Lo enchufó y lo probó. Al rato sonó el timbre.
- Debe ser la pesada de tu amiga.
- No tengo ganas de verla.
- Entonces apagá las luces,
porque sino se va a avivar de que hay alguien.
Nos escondimos en el balcón
del lavadero que daba a la calle y me asomé con mucho cuidado. En
la esquina de enfrente estaba Muriel. Miraba hacia nuestro piso. Se quedó
bastante; se cansó y se fue. Prendimos la luz y seguimos mirando
tele. A la hora, oímos de vuelta el timbre.
- Esta vez la vas a tener que atender.
Ya debe de haber visto las luces -antes de atender el portero, me advirtió-
No la hagas subir. Tampoco quiero que sepa del televisor.

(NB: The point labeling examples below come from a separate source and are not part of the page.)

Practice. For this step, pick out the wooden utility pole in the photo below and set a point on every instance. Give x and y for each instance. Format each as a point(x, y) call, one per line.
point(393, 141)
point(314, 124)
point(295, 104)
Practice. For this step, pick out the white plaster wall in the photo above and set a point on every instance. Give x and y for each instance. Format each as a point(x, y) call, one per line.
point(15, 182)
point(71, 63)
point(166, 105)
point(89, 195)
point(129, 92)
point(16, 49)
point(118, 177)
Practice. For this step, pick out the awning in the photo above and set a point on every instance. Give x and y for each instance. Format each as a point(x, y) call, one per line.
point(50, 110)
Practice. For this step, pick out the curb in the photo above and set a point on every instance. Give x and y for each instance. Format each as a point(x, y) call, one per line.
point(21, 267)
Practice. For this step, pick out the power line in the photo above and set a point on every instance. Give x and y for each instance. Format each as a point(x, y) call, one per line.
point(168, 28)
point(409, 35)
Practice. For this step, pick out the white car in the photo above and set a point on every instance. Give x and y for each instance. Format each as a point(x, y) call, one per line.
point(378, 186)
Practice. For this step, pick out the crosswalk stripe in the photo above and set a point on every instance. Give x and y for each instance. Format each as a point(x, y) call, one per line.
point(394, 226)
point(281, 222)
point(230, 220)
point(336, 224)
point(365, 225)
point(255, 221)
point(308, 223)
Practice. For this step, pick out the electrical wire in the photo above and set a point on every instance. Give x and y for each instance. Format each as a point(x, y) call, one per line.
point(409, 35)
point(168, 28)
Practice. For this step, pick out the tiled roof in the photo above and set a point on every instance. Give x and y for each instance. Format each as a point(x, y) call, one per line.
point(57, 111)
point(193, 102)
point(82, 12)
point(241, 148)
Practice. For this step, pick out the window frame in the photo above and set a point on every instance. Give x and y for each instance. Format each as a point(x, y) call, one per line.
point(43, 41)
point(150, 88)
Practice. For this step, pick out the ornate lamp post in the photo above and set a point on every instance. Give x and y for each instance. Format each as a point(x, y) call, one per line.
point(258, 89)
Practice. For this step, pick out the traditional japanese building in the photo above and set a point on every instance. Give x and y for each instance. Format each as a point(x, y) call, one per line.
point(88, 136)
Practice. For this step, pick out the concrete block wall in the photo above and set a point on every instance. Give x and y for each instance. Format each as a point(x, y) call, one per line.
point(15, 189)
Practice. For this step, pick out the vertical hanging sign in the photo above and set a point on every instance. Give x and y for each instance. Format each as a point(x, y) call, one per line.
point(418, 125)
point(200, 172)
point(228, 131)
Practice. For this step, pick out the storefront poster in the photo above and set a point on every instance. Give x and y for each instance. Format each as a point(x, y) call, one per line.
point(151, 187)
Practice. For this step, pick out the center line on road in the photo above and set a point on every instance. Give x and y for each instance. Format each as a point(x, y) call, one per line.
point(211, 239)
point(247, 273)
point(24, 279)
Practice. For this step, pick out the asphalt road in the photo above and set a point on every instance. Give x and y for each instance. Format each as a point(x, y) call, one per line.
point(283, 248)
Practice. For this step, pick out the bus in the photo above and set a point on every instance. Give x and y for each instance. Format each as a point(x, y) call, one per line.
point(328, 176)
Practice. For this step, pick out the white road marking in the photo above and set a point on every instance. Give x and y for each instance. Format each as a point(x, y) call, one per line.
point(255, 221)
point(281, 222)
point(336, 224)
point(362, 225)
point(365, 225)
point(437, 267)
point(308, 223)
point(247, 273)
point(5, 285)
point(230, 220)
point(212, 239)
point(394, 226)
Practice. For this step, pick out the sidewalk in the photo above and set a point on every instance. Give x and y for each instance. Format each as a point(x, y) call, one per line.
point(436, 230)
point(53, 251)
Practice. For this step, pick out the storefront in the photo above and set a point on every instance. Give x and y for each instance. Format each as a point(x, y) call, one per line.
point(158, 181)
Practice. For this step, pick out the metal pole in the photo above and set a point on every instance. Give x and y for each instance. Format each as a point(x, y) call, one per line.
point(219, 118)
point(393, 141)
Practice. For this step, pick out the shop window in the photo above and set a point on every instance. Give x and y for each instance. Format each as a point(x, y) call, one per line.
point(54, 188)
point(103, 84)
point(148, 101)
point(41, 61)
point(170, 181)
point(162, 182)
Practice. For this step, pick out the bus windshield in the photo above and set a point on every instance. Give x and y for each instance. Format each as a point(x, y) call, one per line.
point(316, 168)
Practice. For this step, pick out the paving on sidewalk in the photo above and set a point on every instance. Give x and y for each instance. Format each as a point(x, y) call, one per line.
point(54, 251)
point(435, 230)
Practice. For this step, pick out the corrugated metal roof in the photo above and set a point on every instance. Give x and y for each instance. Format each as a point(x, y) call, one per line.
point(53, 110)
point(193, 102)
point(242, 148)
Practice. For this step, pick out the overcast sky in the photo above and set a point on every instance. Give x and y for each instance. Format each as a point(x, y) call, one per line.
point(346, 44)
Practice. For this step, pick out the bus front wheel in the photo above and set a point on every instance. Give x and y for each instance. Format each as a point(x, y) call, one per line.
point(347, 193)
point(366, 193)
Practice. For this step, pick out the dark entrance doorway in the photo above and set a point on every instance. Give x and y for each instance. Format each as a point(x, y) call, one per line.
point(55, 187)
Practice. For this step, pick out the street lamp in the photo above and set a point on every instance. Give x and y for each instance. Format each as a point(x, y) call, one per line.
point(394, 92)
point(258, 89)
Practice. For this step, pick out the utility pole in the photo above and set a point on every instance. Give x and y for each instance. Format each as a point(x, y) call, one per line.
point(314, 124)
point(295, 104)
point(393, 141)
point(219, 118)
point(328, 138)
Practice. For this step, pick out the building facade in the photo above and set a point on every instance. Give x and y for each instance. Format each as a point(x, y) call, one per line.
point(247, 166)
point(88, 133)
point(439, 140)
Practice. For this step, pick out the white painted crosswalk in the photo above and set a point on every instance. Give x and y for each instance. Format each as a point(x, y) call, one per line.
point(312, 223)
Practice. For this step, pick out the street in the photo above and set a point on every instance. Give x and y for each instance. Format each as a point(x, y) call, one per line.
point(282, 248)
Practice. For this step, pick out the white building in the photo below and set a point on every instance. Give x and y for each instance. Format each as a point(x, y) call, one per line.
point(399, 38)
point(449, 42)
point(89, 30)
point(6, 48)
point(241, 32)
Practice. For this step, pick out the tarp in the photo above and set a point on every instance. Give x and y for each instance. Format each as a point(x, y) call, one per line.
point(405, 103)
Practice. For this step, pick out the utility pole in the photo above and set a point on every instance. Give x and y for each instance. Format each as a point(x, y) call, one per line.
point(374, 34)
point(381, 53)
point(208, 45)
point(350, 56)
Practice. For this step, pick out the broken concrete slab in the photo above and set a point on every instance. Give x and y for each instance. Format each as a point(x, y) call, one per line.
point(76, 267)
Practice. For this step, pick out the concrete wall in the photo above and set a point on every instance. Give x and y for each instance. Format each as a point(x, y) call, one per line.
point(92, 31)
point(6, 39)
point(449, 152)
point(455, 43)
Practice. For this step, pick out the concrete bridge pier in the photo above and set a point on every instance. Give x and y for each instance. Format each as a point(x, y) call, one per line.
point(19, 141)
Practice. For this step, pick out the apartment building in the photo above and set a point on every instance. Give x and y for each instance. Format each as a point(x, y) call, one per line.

Bajé en el ascensor. Cuando
llegué, Muriel patinaba en el vestíbulo del edificio. Me
dijo que el portero le había abierto :
- Te vine a mostrar mis nuevos patines.
Me los compraron hoy.
Eran lindos. Mientras me los enseñaba,
enumeraba las ventajas de sus patines levantando uno y otro pie para que
yo viera las rueditas. Me invitó a ir a la plaza. Le dije que no
podía: tenía muchos deberes.
Cuando subí, le conté
a mi papá lo de los patines.
- ¿Viste?. Es una materialista.
Vino sólo para mostrarte los patines nuevos.
Al otro mes Muriel fue aceptada en el Colón.
De lunes a viernes tenía clases hasta las ocho. Yo miraba tele
y a veces leía. Pasaron unas semanas y no nos vimos más.